Of course. Dogs don't do 'good' and 'bad' - they do what 'works', what gives them the best outcome. Pretty much like humans do a lot of the time.

While there are others, I think the three main reasons for a dog not doing what you ask are these.

First, she doesn't understand. That's where training comes in, you need to teach her what you want, and reward when she gets it right so she knows she has done the right thing.

Second, the motivation or reward of doing what she is already doing is higher than the motivation or reward of doing what you are asking. This is why some dogs won't, for example, recall when they are playing or chasing squirrels. So make sure what you offer is of far higher value - or, if you can't beat something like a squirrel chase, don't allow the opportunity for it to happen (i.e. don't set her up to fail). Use a leash or a long line to keep control.

Third, you are working against a deeply rooted breed trait that the dog has been selectively bred for over centuries. There is a reason why we don't use terriers to herd sheep - it can be done but it is a lot harder.

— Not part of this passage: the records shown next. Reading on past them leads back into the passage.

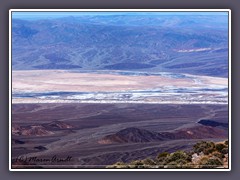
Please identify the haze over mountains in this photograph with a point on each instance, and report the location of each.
(181, 44)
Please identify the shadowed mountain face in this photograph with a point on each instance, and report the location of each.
(135, 135)
(185, 44)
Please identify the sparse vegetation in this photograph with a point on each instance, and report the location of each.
(204, 155)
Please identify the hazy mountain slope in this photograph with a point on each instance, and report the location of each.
(189, 44)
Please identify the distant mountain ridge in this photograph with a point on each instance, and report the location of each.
(184, 44)
(137, 135)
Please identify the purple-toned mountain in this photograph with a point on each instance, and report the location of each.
(180, 44)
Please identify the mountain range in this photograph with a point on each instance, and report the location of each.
(181, 44)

It's likely the second one you are dealing with. So, what's in it for her to comply? What happens when she recalls - do you reward / play / release, or is it end of fun, leash on and home? When she is jumping the excitement makes that self rewarding. I find a solid 'sit' works (she can't sit and jump) but maybe you need to be more creative, like switching between sit, down, spin, between your feet, going to a place etc.